Deprecated: Creation of dynamic property WpBerita_Breadcrumbs::$settings is deprecated in /home2/jakartane/public_html/wp-content/themes/wpberita/inc/class-wpberita-breadcrumbs.php on line 26

Rakernas Peradi, Luhut MP Pangaribuan: Profesi Advokat “Dibenci Tapi Dirindu”

JAKARTANEWS.ID -BATAM: Ketua Umum Dewan Pimpinan Nasional (DPN) Perhimpounan Advokat Indonesia (Peradi) Luhut MP Pangaribuan mengatakan, tidak berlebihan bila dikatakan dewasa ini Organisasi advokat (“OA”) dalam situasi ambigu, selain itu advokat menjadi masa depan semua sarjana hukum tapi tidak dianggap sebagai bagian sisitem peradilan.

Dengan kata lain, lanjut Luhut, anomalis karena “dibenci tapi dirindu”. Dari mulai Kapolri, Jaksa Agung dan Hakim Agung sesudah pensiun kemudian jadi advokat juga.
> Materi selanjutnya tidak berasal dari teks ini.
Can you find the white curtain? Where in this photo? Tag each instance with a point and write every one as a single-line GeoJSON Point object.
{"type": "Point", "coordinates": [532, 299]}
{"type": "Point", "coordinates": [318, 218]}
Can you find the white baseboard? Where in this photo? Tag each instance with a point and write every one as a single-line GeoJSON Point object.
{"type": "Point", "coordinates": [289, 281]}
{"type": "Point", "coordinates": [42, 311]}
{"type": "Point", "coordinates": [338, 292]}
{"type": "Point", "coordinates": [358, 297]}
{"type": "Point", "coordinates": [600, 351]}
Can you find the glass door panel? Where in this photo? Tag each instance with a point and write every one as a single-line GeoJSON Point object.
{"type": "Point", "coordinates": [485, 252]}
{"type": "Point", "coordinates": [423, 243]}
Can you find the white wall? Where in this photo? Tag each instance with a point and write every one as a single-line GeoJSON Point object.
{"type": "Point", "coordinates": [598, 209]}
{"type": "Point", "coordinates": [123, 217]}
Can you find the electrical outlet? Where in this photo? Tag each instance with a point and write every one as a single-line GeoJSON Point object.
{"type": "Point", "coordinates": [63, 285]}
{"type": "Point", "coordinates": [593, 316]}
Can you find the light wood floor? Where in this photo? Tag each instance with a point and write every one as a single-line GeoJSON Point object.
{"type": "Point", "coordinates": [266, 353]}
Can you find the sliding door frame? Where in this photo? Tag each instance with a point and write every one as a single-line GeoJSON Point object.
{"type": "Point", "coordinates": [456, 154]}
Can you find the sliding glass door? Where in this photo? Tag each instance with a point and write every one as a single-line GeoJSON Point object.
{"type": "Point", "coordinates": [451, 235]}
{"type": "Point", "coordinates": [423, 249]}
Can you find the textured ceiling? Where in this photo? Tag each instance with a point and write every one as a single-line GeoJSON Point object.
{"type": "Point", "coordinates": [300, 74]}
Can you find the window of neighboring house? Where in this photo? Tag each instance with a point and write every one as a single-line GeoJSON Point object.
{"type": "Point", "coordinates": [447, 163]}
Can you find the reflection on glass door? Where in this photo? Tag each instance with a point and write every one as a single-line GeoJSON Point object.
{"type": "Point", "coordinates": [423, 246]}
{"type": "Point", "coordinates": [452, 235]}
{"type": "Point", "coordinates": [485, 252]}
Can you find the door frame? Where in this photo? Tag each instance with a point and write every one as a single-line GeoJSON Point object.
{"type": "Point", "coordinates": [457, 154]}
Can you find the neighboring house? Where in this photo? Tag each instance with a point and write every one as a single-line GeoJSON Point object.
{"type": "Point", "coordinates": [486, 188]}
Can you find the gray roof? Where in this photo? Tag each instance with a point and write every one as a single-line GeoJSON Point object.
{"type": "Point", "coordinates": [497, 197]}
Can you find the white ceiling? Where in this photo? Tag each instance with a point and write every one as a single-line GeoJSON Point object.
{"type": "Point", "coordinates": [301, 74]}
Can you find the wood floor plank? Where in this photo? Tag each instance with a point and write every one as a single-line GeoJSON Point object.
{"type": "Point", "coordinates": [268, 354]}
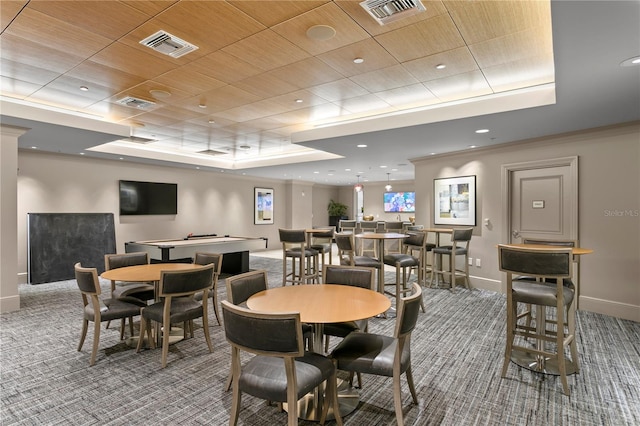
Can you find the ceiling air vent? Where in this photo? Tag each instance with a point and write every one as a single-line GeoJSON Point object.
{"type": "Point", "coordinates": [385, 11]}
{"type": "Point", "coordinates": [211, 152]}
{"type": "Point", "coordinates": [168, 44]}
{"type": "Point", "coordinates": [138, 139]}
{"type": "Point", "coordinates": [132, 102]}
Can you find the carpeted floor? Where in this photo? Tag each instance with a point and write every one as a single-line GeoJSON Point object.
{"type": "Point", "coordinates": [457, 351]}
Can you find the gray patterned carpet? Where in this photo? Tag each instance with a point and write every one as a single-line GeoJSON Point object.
{"type": "Point", "coordinates": [457, 352]}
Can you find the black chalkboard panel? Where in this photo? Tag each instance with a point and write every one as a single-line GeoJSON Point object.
{"type": "Point", "coordinates": [58, 240]}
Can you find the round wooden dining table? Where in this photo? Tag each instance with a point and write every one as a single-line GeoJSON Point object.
{"type": "Point", "coordinates": [320, 304]}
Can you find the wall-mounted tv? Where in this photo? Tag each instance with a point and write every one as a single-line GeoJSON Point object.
{"type": "Point", "coordinates": [146, 198]}
{"type": "Point", "coordinates": [400, 202]}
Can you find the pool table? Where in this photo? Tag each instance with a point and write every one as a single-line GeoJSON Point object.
{"type": "Point", "coordinates": [235, 250]}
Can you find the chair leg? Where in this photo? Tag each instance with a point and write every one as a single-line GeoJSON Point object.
{"type": "Point", "coordinates": [96, 340]}
{"type": "Point", "coordinates": [122, 327]}
{"type": "Point", "coordinates": [85, 325]}
{"type": "Point", "coordinates": [131, 326]}
{"type": "Point", "coordinates": [397, 399]}
{"type": "Point", "coordinates": [214, 302]}
{"type": "Point", "coordinates": [511, 318]}
{"type": "Point", "coordinates": [412, 388]}
{"type": "Point", "coordinates": [207, 336]}
{"type": "Point", "coordinates": [166, 333]}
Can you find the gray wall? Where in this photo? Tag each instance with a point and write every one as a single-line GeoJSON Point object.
{"type": "Point", "coordinates": [609, 178]}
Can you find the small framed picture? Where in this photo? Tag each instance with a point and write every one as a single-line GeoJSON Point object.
{"type": "Point", "coordinates": [263, 214]}
{"type": "Point", "coordinates": [455, 201]}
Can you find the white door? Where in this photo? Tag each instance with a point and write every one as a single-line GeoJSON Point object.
{"type": "Point", "coordinates": [542, 200]}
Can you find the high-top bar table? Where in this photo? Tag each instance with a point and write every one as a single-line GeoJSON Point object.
{"type": "Point", "coordinates": [380, 239]}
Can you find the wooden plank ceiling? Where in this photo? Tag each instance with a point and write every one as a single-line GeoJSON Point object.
{"type": "Point", "coordinates": [256, 76]}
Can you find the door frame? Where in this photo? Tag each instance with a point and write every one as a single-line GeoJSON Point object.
{"type": "Point", "coordinates": [509, 169]}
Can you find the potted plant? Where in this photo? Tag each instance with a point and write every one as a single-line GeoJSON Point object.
{"type": "Point", "coordinates": [336, 211]}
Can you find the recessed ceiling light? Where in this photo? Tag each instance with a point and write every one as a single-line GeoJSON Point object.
{"type": "Point", "coordinates": [321, 32]}
{"type": "Point", "coordinates": [630, 62]}
{"type": "Point", "coordinates": [159, 94]}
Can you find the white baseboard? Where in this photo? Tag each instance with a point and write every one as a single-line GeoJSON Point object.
{"type": "Point", "coordinates": [9, 304]}
{"type": "Point", "coordinates": [607, 307]}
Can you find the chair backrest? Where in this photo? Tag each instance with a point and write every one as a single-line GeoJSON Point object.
{"type": "Point", "coordinates": [347, 226]}
{"type": "Point", "coordinates": [114, 261]}
{"type": "Point", "coordinates": [292, 236]}
{"type": "Point", "coordinates": [263, 333]}
{"type": "Point", "coordinates": [202, 258]}
{"type": "Point", "coordinates": [415, 239]}
{"type": "Point", "coordinates": [356, 276]}
{"type": "Point", "coordinates": [559, 243]}
{"type": "Point", "coordinates": [344, 242]}
{"type": "Point", "coordinates": [408, 310]}
{"type": "Point", "coordinates": [462, 234]}
{"type": "Point", "coordinates": [87, 279]}
{"type": "Point", "coordinates": [242, 286]}
{"type": "Point", "coordinates": [186, 282]}
{"type": "Point", "coordinates": [540, 263]}
{"type": "Point", "coordinates": [324, 235]}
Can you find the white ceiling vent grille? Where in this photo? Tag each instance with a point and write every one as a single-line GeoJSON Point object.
{"type": "Point", "coordinates": [385, 11]}
{"type": "Point", "coordinates": [168, 44]}
{"type": "Point", "coordinates": [132, 102]}
{"type": "Point", "coordinates": [138, 139]}
{"type": "Point", "coordinates": [211, 152]}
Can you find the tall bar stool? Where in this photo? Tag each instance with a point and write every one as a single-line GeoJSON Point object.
{"type": "Point", "coordinates": [347, 226]}
{"type": "Point", "coordinates": [393, 246]}
{"type": "Point", "coordinates": [412, 256]}
{"type": "Point", "coordinates": [367, 247]}
{"type": "Point", "coordinates": [551, 288]}
{"type": "Point", "coordinates": [322, 242]}
{"type": "Point", "coordinates": [304, 261]}
{"type": "Point", "coordinates": [460, 239]}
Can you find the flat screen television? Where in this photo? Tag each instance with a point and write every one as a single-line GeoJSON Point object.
{"type": "Point", "coordinates": [400, 202]}
{"type": "Point", "coordinates": [148, 198]}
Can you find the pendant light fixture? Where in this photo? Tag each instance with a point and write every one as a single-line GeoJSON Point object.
{"type": "Point", "coordinates": [388, 185]}
{"type": "Point", "coordinates": [358, 186]}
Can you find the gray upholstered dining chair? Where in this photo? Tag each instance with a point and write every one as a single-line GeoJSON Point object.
{"type": "Point", "coordinates": [460, 239]}
{"type": "Point", "coordinates": [412, 256]}
{"type": "Point", "coordinates": [382, 355]}
{"type": "Point", "coordinates": [304, 260]}
{"type": "Point", "coordinates": [98, 310]}
{"type": "Point", "coordinates": [241, 287]}
{"type": "Point", "coordinates": [140, 290]}
{"type": "Point", "coordinates": [280, 370]}
{"type": "Point", "coordinates": [177, 290]}
{"type": "Point", "coordinates": [356, 276]}
{"type": "Point", "coordinates": [551, 288]}
{"type": "Point", "coordinates": [202, 258]}
{"type": "Point", "coordinates": [322, 242]}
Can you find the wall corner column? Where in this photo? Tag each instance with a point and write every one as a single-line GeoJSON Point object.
{"type": "Point", "coordinates": [9, 296]}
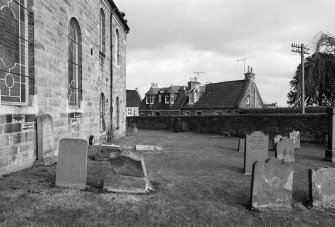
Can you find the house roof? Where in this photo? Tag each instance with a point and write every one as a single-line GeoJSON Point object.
{"type": "Point", "coordinates": [221, 95]}
{"type": "Point", "coordinates": [133, 98]}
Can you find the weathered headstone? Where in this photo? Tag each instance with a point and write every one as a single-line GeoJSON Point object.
{"type": "Point", "coordinates": [295, 135]}
{"type": "Point", "coordinates": [72, 163]}
{"type": "Point", "coordinates": [45, 140]}
{"type": "Point", "coordinates": [322, 187]}
{"type": "Point", "coordinates": [256, 149]}
{"type": "Point", "coordinates": [241, 145]}
{"type": "Point", "coordinates": [285, 150]}
{"type": "Point", "coordinates": [129, 174]}
{"type": "Point", "coordinates": [272, 184]}
{"type": "Point", "coordinates": [132, 130]}
{"type": "Point", "coordinates": [105, 151]}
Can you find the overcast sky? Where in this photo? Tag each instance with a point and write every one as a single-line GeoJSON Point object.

“Tapi perlakuan dan sikap kepada Advokat ketika mereka sebelum pensiun, penuh dengan keprihatinan. Sikap dan perlakuannya tidak sesuai dengan yang seharusnya menurut
hukum atau Undang-Undang UU Advokat.

“Dalam hal demikian, sesuai UU Advot, OA wajib melindungi
anggotanya yang bertikad baik. Kriminalisasi misalnya yang dirasakan advokat dewasa ini. Semakin hari semakin banyak keluhan yang diterima OA,”tandas dalam kata sambutan acara Rakernas DPN Peradi, Batam, Rabu (23/08/2023).

Luhut mengatakan, kasus terbaru penggledahan kantor advokat di Jakarta. Pada hal jabatan advokat dilindungi hukum yakni rahasia jabatan dan atau “client privilege
confidentiality.

“Advokat yang bersangkutan telah dengan itikad baik menyerahkan uang yang diduga ada hubungannya dengan dugaan Tipikor, tapi direspon negatif dengan kantornya digledah,” ucapnya.

Penggledahan terpublikasi maka jadilah advokat seperti pesakitan. Anomali perlakuan seperti ini telah berimpilikasi pada adanya persepsi buruk. Pada hal
advokat adalah sesamanya APH yang bersangkutan. Advokat statusnya adalah juga penegak hukum, walaupun bukan aparat.

“Artinya kedudukan advokat “setara” dengan penyidik yang
melakukan penggledahan itu. Kenyataannya perlakuan APH itu terhadap advokat sebaliknya, seolah-olah advokat bagian dari kejahatan itu. Dalam hal ini UU Advokat yang menyatakan advokat adalah penegak hukum tidak dihargai dan oleh penegak hukum pula,” kata Luhut.

Luhut memngatakan, UU Advokat seharusnya ditaati sebagaimana APH menaati UU Kepolisian, UU Kejaksaan
dlsb. Sebagai penyelidik, penyidik dan penuntut umum fungsinya sama dengan advokat yaitu sama-sama berkaitan dengan kekuasaan kehakiman. Lebih jauh, UU Kekuasaan Kehakiman telah pula menginginkan sistem peradilan terpadu.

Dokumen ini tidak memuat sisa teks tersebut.